Wednesday, February 01, 2006

I feel as if I am losing my mind

I'm going to do something here that I haven't done with some of my closest friends. And that is sharing more problems my daughter is having. I don't want to be judged and I know my friends wouldn't judge me but I still don't want to take the slightest chance that there might be.

For the past three nights Emma has had melt downs. She thinks everyone hates her and no one loves her, she doesn't have any friends, and she wants to run away. My mom finally told me that she has had these fits, melt downs, whatever you want to call them, for quite a while now. I don't know why she hasn't told me sooner though. She has now started threatening to kill herself. Not just one time either, I have heard her say it 4 times in the past 3 days.

She does have an appointment with an excellent child therapist in this area but it's in April and I don't want to wait that long. I have other therapists to call and hopefully I can get her in to see one sooner, like yesterday.

Last night was so bad I almost picked her up and took her to the ER. I don't know what they would have done though. I don't know how they would react, if they would tell me I am just being paranoid and all little girls go through this, or if they would take my fears seriously and find a way to start helping us now. I don't think I am being paranoid or I'm just some crazy mom. My little girl used to be happy and care free and now she talks about leaving me. I'm just scared..... Last night she kept repeating that she wanted to die and was crying so hard she could barely say that. I kept telling her please don't want that and that I loved her and everyone needs and wants her here, that we all love her more than words can say. She asked what I would do if she did die and I told her I wasn't sure. I said I would probably lay on her bed and not move for a very long time. She seemed to think that over for a while as she calmed down. Later on she did tell me she doesn't want to die but she doesn't know why she feels so angry or sad sometimes.


I've been unable to function fully at work today because I am so worried about her.

I know of one person on my side of the family that is bipolar and then on her dad's side there are lots of issues. I just don't know where to start.

I'm lost right now, just as much if not more, than my little girl.

I'm hoping that someone can give me any ideas, where to start looking, maybe what to say to her. I promise I'm not crazy or paranoid. I'm just worried about my baby girl and need help.

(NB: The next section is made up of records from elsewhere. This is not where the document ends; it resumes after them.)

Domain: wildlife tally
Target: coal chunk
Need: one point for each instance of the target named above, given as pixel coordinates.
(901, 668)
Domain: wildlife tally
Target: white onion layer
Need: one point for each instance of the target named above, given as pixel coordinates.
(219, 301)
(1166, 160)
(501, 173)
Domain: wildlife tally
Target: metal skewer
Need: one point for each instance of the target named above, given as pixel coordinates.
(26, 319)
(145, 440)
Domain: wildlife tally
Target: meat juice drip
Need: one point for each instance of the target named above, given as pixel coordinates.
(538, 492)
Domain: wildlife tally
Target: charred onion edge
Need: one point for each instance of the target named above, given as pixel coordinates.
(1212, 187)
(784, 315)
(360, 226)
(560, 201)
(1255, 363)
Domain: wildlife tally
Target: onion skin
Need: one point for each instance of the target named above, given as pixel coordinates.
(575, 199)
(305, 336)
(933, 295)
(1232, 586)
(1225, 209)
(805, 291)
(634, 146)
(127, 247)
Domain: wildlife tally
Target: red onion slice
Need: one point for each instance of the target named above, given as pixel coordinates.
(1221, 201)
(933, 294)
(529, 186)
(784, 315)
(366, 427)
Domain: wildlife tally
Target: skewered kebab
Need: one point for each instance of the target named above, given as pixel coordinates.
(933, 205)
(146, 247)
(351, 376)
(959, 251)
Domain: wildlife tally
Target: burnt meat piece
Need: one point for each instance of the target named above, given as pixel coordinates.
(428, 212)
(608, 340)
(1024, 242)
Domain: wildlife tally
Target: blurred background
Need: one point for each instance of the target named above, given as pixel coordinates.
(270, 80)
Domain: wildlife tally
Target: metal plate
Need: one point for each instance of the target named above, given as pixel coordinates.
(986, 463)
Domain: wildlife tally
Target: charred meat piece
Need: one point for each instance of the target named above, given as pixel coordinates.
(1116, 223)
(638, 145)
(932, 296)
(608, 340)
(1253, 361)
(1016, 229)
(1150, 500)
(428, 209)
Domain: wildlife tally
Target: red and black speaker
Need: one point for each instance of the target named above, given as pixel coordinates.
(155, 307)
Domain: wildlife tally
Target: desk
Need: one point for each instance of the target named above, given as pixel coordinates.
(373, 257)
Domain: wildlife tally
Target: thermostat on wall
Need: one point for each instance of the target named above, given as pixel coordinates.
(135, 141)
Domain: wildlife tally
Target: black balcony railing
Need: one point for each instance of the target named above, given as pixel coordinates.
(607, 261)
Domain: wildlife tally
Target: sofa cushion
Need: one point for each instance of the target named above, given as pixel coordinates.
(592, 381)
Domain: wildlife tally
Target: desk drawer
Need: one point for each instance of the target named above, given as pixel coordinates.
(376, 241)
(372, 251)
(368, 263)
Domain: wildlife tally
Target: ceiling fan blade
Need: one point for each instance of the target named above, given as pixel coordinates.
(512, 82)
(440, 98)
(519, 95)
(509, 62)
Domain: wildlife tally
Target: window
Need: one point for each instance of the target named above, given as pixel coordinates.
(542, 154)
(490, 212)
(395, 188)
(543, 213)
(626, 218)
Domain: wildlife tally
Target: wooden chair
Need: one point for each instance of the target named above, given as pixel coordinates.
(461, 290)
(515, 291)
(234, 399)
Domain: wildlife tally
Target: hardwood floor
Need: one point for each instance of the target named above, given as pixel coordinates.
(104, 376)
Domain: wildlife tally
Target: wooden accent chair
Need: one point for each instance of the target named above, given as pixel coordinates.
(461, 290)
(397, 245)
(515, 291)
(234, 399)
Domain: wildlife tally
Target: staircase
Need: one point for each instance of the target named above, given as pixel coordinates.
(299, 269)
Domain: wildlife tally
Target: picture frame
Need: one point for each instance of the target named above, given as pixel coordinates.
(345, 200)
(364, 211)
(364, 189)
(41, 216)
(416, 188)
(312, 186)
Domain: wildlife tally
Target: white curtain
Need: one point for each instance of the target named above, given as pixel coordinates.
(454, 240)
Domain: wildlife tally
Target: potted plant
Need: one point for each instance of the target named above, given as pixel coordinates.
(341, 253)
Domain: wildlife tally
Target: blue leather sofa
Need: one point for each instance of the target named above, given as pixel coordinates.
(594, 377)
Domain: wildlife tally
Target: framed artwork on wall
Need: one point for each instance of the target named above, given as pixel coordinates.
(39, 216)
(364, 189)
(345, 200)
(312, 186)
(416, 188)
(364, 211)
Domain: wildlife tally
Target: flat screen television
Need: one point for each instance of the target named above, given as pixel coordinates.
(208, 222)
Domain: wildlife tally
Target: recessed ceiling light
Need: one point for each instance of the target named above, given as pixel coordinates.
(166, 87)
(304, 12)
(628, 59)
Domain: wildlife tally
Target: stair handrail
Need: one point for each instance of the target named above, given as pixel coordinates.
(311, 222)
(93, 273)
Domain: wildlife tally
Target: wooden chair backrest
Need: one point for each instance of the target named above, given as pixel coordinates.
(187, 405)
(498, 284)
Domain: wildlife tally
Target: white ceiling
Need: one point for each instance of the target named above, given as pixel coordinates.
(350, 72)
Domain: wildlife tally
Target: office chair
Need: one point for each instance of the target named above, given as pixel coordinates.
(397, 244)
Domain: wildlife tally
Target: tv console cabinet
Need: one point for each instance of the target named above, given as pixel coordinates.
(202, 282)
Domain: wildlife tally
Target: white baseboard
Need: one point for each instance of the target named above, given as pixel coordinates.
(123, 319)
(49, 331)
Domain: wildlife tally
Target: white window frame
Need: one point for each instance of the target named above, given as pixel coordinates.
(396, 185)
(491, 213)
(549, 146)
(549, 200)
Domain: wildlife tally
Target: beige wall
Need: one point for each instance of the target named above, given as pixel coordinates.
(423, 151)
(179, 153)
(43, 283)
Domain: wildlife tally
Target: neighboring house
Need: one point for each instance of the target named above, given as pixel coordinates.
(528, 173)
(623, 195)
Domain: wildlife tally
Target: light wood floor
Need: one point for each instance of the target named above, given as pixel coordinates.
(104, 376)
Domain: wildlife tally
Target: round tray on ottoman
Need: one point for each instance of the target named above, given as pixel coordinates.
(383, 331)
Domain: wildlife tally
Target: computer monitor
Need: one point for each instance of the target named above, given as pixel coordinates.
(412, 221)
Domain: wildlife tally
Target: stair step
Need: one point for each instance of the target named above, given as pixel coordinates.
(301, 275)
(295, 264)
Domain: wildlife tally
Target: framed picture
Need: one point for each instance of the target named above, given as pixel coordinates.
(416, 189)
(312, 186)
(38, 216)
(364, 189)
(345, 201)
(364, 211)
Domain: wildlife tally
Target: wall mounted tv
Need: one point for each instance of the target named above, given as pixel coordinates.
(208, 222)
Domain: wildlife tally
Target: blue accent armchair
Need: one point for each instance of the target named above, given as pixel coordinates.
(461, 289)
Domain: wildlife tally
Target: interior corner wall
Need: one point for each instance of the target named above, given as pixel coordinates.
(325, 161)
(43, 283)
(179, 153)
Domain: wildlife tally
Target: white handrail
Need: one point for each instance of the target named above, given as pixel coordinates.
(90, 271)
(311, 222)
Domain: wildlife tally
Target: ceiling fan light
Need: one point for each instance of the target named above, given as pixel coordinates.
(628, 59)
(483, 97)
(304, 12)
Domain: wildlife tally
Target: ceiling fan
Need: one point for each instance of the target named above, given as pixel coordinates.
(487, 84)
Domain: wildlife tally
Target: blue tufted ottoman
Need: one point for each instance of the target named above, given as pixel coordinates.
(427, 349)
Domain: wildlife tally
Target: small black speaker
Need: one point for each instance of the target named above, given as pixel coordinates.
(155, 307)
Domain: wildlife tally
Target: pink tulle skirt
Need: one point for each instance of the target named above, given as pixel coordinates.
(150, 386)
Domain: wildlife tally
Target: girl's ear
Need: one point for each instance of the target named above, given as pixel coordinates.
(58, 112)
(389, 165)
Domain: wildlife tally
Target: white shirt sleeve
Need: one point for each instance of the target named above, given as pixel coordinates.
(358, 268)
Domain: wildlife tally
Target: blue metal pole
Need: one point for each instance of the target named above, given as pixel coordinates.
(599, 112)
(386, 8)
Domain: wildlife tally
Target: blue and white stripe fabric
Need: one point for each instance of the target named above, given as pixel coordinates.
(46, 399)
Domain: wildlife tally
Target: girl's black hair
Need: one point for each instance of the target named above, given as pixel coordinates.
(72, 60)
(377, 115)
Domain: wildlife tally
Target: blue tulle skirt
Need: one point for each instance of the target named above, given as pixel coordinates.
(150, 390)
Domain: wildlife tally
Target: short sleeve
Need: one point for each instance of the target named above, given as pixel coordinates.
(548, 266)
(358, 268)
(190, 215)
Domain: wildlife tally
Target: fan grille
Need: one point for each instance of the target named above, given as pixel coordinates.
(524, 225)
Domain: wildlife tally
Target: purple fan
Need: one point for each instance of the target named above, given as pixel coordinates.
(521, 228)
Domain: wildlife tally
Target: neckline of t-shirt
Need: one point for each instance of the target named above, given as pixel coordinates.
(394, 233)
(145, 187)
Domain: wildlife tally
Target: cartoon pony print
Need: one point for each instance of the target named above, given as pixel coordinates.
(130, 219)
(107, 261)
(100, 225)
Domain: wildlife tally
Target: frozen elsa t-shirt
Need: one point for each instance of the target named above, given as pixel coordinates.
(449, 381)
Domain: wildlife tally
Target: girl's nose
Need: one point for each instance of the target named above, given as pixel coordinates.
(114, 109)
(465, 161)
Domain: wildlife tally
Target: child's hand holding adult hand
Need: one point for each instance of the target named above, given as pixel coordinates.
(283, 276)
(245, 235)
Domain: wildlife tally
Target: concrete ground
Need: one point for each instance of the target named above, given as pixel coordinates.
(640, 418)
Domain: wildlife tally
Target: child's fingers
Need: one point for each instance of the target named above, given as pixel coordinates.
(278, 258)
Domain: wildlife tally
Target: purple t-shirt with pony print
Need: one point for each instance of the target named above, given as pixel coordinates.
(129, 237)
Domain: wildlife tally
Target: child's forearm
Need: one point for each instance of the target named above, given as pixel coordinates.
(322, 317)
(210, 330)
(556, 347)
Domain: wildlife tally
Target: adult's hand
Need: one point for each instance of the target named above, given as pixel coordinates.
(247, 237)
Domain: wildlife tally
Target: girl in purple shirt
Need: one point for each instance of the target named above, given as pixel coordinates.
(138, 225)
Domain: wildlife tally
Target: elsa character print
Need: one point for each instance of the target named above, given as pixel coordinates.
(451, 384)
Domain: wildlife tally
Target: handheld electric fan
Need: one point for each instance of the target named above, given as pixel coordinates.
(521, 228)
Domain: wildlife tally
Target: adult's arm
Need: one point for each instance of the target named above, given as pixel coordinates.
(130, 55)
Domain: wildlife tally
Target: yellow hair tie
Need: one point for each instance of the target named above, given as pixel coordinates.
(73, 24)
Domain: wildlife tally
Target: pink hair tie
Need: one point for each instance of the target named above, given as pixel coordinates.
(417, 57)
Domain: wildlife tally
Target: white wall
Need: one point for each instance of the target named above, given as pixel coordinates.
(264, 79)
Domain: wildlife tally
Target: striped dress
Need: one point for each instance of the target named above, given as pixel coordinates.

On that note I need to go to lunch and run to the school because they just called to say Ethan has an upset stomach and is dry heaving. EEK

5 comments:

Marlene said...
This comment has been removed by a blog administrator.
Marlene said...

Shannon,

If anyone says you are crazy, or this is normal behavior? See someone else. Emma needs to be seen immediately. This is not normal. I'll be praying for you and Emma. Please keep us updated.

Anonymous said...

Shannon,

I agree with Marlene. It's never normal behavior to say you want to kill yourself...at any age...it's a cry for help. Get her seen as fast as you can. I'll be praying for both of you too.

Hugs.

Anonymous said...

While kids do sometimes say they wish they were dead without really meaning it, there's enough going on here that you need to take this seriously. Call your ins. co. and tell them what you have told us. They can advise you as to where to take her. Sometimes they can arrange for earlier appointments. And a trip to the ER is not a bad thing if you believe she is in a crisis.

Her age is irrelevant. Depression can strike at any age, and I don't believe you wouldn't be taken seriously.

Please let us know how things go. I'll keep you and she in my prayers.

Erica Hanks said...

My son is 15. We took him to the ER back in December for similar reasons. We now have him seeing a Psych. and a counselor. The psych put him on Prozac, and it has done wonders. The counseling is helping too.

Don't ignore...get her in to see someone!